И на эти пастырские речи получил от несчастного нечестивца, в присутствии попадьи, которая, по принадлежавшей ей щедрости, снизошла дать ему просимую малую ссуду под мухояровый сюртук:
— На постеле аль под забором, одно знай и ты, поп, и твоя сквалыга: жди меня к себе на самые твои именины.
И кто бы мог думать, что сей беспутник напророчил себе скорую кончину, ибо действительно на той же самой неделе смерть пресекла его златые дни в вечную укоризну мирской кривды, кто говорил — от его неистового бибамус[210], доктор же определил случайный сердечный щелк.
Родственников не имея, был предан земле на казенный счет по последнему разряду, в дощатом гробе, окрашенном простой охрой.
В дальнейшем нашем рассказе перехожу прямо к роковым дням города Петербурга, столь же страшным, сколь всякому достопамятным.
Ноября 7-го дня 1824 года в начале двенадцатого часа пополуночи долготерпеливый, но праведный Бог посетил столицу, а паче наш остров неслыханным наводнением.

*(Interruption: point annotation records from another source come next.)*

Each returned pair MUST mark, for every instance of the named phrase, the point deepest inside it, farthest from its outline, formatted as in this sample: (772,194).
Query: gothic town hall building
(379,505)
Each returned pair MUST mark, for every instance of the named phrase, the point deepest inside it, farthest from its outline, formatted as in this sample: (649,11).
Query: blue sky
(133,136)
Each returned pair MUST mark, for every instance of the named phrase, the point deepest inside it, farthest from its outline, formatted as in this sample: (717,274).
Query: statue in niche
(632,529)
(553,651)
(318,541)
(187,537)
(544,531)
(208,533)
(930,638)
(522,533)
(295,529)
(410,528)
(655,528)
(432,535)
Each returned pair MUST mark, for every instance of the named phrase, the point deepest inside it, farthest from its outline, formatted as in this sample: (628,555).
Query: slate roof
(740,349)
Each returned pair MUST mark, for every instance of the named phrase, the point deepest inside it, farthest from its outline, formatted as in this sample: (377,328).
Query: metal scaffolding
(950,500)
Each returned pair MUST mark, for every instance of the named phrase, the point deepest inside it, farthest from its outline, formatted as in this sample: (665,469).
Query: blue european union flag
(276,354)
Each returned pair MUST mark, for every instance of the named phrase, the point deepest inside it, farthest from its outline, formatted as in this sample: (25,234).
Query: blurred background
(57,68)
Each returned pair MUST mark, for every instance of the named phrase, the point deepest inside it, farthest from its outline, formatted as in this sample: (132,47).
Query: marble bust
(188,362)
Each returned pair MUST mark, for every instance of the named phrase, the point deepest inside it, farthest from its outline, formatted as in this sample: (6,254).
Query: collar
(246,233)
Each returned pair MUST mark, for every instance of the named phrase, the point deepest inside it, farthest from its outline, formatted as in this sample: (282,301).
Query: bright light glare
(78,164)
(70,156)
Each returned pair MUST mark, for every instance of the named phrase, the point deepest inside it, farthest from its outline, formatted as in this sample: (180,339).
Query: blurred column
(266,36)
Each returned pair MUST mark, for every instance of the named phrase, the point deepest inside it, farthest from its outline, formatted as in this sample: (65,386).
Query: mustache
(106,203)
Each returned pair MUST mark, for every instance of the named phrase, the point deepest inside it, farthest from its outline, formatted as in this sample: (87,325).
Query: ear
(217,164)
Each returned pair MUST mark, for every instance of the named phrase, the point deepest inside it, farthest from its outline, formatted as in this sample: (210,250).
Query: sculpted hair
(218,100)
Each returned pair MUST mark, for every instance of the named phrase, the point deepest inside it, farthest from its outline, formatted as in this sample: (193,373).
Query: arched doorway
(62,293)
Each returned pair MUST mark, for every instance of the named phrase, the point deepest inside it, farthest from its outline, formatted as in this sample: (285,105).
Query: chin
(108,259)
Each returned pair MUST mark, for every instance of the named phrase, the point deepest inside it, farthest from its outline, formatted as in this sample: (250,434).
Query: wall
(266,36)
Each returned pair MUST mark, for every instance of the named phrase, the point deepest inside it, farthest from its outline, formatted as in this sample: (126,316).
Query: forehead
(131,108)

Кратко было оное, но ужасно и гибельно. С означенного часа до двух пополудни вода, вышедшая из берегов своих за день ранее, лилась быстро и обильным потоком во дворы, по улицам, в нижние этажи и покрыла весь остров на весьма высокую меру. У нас в соборном доме было оной до целой печатной сажени, между тем как 1747 года наводнение помнившие уверяли, что тогда на сем дворе воды было менее одной четверти аршина.
Правду сказать — ужасно вспомнить о сем событии! Как с горы, катилась вода во все места, барки с грузом своим плыли независимо по проспектам нашего острова, дрова и бревна, носясь в свободе стихии, заполняли дворы, лошади тонули с упряжью, пропадали куры по неумению летать в воздухе. А люди, люди! Не успев укрыться, цеплялись по проспектам за ветви деревьев и висели, пока могли, спасаясь с пришедшей помощью или же обрываясь в холодную воду и в ней утопая. Дома и колокольни были наполнены посторонними жителями, не достигшими своих помещений и нашедшими их под водою. Дети, матери, кровные, соседи, чиновники, семьи духовенства — они передадут потомству неописуемые утраты. О Васильевский остров! Я сказываю только частицу, представшую моему и попадьи моей глазу; прочие предметы горести были скрыты для нас, заключенных водою в нижнем этаже нашего дома, кругом уже объятого хладными водами.
Не думали, что придет такая крайность, что нельзя уже выйти из дому, чтобы подняться в верхний этаж, да и боялась попадья, что затопит постельное белье и припасы, особенно за сахар, бывший в головах, как убогое накопление скромных доходов от треб и от хозяйственности моей подруги жизни. Когда убедились, что вода не сбывает, а все прибавляется, уже достигая окон, бежать, оставя все добро, было поздно, и через щели дверей врывались ужасные ручьи. В надежде, что спасатели примут нас в лодку и доставят в безопасность, выставили в окне раму и, настежь оное распахнув, взывали громко о несчастье, но, к ужасу нашему, подплыла к окну неизвестная лошадь, пытаясь спастись внутрь дома, а быв отогнана маханьем, все же спаслась во дворе, где достигла церковного балкона, откуда впоследствии с трудом была спущена на землю. Другое животное, а именно корова, приплыла к сквозному крыльцу, но была не в силах подняться и, залитая водой, зацепилась рогом и окостенела от мороза, так что ее нашли висящую.